By Linda Winsh-Bolard
Did you ever think about how the bodies come back from war zone to the US? What is the procedure? What is done to the bodies before they are returned to their families? What happens to their personal effects?
No? I haven’t either. Somehow, I always thought of a telegram and a neat envelope with few remaining things.
That is absurd, when you truly think about it. When somebody dies violent death, in war; his or her body will be splattered with blood and /or other bodily tissues, dirtied and mutilated as will be everything they had with them. Between the funeral and the death, a lot must be done.
The story follows Chance Phelps before and during his last journey home. In heartbreaking details it chronicles all the different departments processing bodies of dead soldiers; dividing the process into small parts of an overall story of once, short time ago, living young people who are now packed, processed and buried.
It is all done with as much dignity as possible, yet there are necessary details that nobody wants to know about summarized by the colonel in charge of the processing center, Port Dover: these remain are not recommended for viewing. It was my honor to serve him.
Her crew did for Chance Phelps what they could. He was shot in the head.
It is sobering thought. As the body of Chance Phelps, accompanied by military escort, continues on his way to his burial site, it is handled with much reverence.
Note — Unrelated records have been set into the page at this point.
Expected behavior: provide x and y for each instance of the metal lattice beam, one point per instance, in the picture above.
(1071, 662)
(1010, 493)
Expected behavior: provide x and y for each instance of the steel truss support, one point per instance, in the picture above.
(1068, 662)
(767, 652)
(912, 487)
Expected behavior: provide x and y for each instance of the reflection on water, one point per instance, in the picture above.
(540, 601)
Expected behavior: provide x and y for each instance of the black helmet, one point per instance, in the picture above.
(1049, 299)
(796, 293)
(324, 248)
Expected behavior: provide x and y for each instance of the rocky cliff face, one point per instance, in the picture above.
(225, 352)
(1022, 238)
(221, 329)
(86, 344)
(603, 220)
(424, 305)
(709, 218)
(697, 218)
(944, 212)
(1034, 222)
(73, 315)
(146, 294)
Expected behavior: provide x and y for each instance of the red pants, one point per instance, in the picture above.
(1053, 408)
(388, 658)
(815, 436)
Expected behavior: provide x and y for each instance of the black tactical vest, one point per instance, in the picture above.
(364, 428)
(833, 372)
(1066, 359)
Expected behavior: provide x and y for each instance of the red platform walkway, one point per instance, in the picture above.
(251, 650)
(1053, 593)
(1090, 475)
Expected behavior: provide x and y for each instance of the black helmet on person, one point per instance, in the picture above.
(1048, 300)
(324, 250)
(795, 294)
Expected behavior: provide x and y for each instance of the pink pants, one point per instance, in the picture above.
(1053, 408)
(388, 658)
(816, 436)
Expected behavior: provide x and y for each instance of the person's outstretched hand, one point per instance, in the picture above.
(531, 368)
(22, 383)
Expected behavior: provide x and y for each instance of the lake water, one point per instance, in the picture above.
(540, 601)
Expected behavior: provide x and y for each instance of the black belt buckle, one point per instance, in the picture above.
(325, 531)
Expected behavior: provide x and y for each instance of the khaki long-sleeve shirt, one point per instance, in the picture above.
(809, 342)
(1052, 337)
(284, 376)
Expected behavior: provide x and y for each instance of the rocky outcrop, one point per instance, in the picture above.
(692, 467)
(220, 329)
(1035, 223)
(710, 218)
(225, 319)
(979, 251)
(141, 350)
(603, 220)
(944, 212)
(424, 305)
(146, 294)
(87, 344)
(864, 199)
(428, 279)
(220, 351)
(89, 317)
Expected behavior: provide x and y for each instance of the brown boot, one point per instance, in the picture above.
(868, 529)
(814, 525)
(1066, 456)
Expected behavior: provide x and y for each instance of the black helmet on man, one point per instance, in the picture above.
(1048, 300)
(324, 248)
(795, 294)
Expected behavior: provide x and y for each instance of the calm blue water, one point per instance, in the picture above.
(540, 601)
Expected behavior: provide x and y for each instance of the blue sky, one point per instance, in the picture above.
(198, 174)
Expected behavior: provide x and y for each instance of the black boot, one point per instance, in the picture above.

The white box is only moved in the presence of his escort who salutes him each time, people stop, remain silent, take their hats off, pay their respects. Even his personal effects are regarded with reverence, but Chance still died horrible death.
Lt. Colonel Michael Strobl (Kevin Bacon) decided to escort the body of a boy from Cliffs, Colorado, his home town, without knowing that Chance’s parents are divorced and live in Dubois, Wyoming. Strobl suffers pains of conscience because he believes he avoided active service in the last war intentionally to stay home with his family. He feels that he betrayed his duty by staying behind, safe, out of daily's war killing. He is not naïve enough to think that acting as a voluntary escort will absolve him; he just needs to do something for his unknown colleague.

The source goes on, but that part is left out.